With ePrescribing, you may find some patients want to bring in the paper script and wait while it’s filled, just as they always have. In this instance, the script will be placed in a basket and physically follow the dispensing workflow.
However, other patients will come in with a digital script on a phone in the form of a token. This will need to be scanned into a ‘digital basket’ that integrates into, and then follows, the same workflow as the paper script.
In addition, there will be emailed scripts that must somehow be captured and added to that same workflow, as well as repeats ordered by telephone or any of the above combinations.
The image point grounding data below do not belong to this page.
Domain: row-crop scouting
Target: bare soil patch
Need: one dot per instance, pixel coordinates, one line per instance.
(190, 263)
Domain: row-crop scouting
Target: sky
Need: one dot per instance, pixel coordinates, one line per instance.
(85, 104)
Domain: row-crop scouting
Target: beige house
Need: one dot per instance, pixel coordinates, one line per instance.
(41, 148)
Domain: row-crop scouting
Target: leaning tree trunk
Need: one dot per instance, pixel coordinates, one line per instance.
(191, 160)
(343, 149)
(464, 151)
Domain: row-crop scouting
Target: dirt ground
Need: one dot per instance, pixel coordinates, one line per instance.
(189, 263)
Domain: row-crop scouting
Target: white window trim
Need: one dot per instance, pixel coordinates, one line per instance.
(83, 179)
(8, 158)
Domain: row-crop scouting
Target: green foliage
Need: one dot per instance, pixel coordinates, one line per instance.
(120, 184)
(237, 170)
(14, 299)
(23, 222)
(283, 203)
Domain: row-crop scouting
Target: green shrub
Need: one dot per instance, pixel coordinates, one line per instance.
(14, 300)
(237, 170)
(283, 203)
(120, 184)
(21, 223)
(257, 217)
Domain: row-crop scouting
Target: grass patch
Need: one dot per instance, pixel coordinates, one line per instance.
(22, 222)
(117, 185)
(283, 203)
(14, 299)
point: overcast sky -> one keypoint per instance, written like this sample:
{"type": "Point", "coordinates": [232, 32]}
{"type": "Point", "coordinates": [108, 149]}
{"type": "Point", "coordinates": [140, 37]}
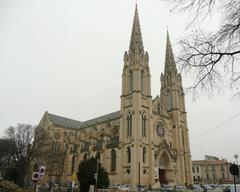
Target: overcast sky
{"type": "Point", "coordinates": [66, 57]}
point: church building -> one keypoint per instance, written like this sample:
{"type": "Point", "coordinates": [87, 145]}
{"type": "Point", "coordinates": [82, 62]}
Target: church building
{"type": "Point", "coordinates": [147, 135]}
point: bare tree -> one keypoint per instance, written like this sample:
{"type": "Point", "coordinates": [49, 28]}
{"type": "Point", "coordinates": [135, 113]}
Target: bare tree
{"type": "Point", "coordinates": [212, 57]}
{"type": "Point", "coordinates": [27, 143]}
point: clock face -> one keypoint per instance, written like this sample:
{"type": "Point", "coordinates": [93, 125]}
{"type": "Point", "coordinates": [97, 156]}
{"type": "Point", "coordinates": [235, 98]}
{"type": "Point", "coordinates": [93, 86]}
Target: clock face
{"type": "Point", "coordinates": [160, 129]}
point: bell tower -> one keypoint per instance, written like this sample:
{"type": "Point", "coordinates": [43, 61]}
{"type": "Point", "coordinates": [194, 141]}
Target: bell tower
{"type": "Point", "coordinates": [136, 110]}
{"type": "Point", "coordinates": [172, 96]}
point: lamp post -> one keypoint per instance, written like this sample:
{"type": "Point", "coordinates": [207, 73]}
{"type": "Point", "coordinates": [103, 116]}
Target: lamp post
{"type": "Point", "coordinates": [96, 176]}
{"type": "Point", "coordinates": [236, 157]}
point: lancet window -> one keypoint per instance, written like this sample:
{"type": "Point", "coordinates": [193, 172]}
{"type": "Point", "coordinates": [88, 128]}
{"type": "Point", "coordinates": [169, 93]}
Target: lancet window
{"type": "Point", "coordinates": [129, 124]}
{"type": "Point", "coordinates": [131, 80]}
{"type": "Point", "coordinates": [144, 154]}
{"type": "Point", "coordinates": [142, 81]}
{"type": "Point", "coordinates": [128, 154]}
{"type": "Point", "coordinates": [113, 160]}
{"type": "Point", "coordinates": [144, 120]}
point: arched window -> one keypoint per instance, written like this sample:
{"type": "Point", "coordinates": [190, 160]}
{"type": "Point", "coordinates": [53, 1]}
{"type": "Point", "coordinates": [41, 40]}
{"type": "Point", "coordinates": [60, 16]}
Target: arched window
{"type": "Point", "coordinates": [98, 156]}
{"type": "Point", "coordinates": [129, 125]}
{"type": "Point", "coordinates": [85, 156]}
{"type": "Point", "coordinates": [73, 163]}
{"type": "Point", "coordinates": [131, 80]}
{"type": "Point", "coordinates": [142, 81]}
{"type": "Point", "coordinates": [113, 160]}
{"type": "Point", "coordinates": [128, 154]}
{"type": "Point", "coordinates": [144, 119]}
{"type": "Point", "coordinates": [169, 99]}
{"type": "Point", "coordinates": [144, 154]}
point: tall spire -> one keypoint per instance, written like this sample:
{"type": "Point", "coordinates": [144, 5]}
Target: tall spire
{"type": "Point", "coordinates": [170, 65]}
{"type": "Point", "coordinates": [136, 37]}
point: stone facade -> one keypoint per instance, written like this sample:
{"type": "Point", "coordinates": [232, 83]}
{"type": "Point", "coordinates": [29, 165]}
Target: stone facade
{"type": "Point", "coordinates": [146, 135]}
{"type": "Point", "coordinates": [211, 170]}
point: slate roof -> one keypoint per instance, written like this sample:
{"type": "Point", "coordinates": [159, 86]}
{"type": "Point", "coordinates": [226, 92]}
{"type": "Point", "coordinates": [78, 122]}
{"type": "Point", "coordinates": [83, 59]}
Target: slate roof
{"type": "Point", "coordinates": [63, 121]}
{"type": "Point", "coordinates": [71, 123]}
{"type": "Point", "coordinates": [101, 119]}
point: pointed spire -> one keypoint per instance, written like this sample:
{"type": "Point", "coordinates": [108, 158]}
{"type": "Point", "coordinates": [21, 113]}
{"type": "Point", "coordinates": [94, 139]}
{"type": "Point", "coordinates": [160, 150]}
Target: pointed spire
{"type": "Point", "coordinates": [170, 65]}
{"type": "Point", "coordinates": [136, 37]}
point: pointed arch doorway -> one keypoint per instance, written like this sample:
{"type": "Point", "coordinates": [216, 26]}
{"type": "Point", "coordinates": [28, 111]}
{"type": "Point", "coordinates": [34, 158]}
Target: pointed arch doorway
{"type": "Point", "coordinates": [164, 167]}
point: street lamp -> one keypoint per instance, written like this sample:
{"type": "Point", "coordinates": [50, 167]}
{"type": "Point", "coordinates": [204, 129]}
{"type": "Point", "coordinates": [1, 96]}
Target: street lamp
{"type": "Point", "coordinates": [236, 157]}
{"type": "Point", "coordinates": [96, 176]}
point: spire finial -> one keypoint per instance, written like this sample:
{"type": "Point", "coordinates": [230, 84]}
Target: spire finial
{"type": "Point", "coordinates": [170, 65]}
{"type": "Point", "coordinates": [136, 37]}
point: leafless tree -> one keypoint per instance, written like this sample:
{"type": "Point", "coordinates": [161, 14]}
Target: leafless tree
{"type": "Point", "coordinates": [27, 143]}
{"type": "Point", "coordinates": [212, 57]}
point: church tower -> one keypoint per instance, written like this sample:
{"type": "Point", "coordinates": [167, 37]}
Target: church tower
{"type": "Point", "coordinates": [136, 111]}
{"type": "Point", "coordinates": [172, 97]}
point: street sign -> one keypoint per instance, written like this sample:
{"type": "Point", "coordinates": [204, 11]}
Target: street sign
{"type": "Point", "coordinates": [42, 171]}
{"type": "Point", "coordinates": [74, 177]}
{"type": "Point", "coordinates": [234, 169]}
{"type": "Point", "coordinates": [35, 176]}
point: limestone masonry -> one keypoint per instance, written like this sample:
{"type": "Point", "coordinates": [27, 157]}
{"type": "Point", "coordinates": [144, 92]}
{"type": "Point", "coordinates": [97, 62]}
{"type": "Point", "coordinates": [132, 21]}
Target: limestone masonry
{"type": "Point", "coordinates": [152, 133]}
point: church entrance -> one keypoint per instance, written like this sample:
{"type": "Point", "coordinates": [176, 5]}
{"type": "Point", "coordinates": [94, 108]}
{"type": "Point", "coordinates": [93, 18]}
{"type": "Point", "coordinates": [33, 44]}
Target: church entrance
{"type": "Point", "coordinates": [162, 176]}
{"type": "Point", "coordinates": [164, 168]}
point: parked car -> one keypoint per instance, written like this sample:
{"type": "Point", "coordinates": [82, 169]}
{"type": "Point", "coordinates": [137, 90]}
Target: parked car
{"type": "Point", "coordinates": [114, 186]}
{"type": "Point", "coordinates": [124, 188]}
{"type": "Point", "coordinates": [179, 188]}
{"type": "Point", "coordinates": [207, 188]}
{"type": "Point", "coordinates": [166, 188]}
{"type": "Point", "coordinates": [195, 188]}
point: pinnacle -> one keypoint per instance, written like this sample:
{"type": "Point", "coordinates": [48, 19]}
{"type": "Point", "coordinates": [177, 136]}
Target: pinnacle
{"type": "Point", "coordinates": [170, 65]}
{"type": "Point", "coordinates": [136, 37]}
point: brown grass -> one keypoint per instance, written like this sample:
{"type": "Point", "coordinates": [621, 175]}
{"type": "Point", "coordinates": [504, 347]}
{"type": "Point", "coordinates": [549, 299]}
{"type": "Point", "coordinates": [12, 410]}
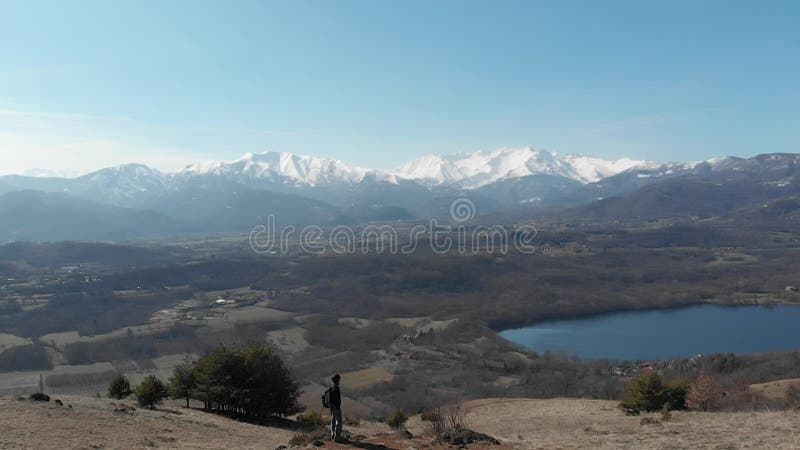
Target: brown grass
{"type": "Point", "coordinates": [577, 423]}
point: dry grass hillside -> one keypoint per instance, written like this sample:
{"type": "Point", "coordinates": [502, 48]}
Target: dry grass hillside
{"type": "Point", "coordinates": [518, 423]}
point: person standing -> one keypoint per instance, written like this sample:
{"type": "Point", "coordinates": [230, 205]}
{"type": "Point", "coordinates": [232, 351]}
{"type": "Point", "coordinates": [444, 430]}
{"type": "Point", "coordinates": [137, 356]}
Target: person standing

This means you must offer multiple methods for entering items into the system, ensuring each one feeds into single workflow before emerging, completed at the time and place the customer expects.
To succeed, sound advice and professional support in planning and implementation are vital, not only for today but also for the exciting advances we’re likely to see coming to Australia very soon.
Look, no hands!
With the imminent arrival of ePrescriptions, it would be easy to neglect developments in other areas of pharmacy, including point of sale (POS) stock control and data security.
This is especially important in light of the need to become more hands-free, with social distancing likely to be a wise philosophy, if not a regulation, for quite some time.
As with dispensing, we can see how COVID-19 has stirred innovation in the rapid deployment of new ideas as various pharmacies around Australia have changed their business processes to keep customers and patients safe.
Of particular note is the decision by many to refuse cash payments in favour of EFTPOS only, thereby limiting the transmission of the virus while at the same time asking more from existing POS systems.
Others, such as Capital Chemist Southlands in the ACT, have changed patient flow by setting up a triage desk at the front door, including POS equipment, screens and printers.
Customers are welcomed and their needs discussed before they’re fully inside the pharmacy.
Those with prescriptions are encouraged to leave them at the triage desk, being sent a text message when the prescription is available for collection back at the desk.
OTC items are requested at the front desk, selected from inside the pharmacy by members of the pharmacy team and brought to the desk for the patient to pay.
To gain the maximum benefit of these changes, it’s vital that all surfaces be regularly cleaned and sanitised, and for staff to use hand sanitiser between dealing with each patient.
The recommendation of both the Pharmacy Guild and PSA is to have two pharmacy teams on a shift system, avoiding crossover between the teams as long as social distancing is required.
With innovation moving to implementation within hours, and designs being deployed in record time, now is the time for pharmacies to think seriously about the future readiness of their systems.
This pandemic wasn’t expected, but other changes are certainly on the way. As we’ve said before, now is the time to talk to the experts and ensure your set-up is in the best possible shape to capitalise on the future hurtling our way.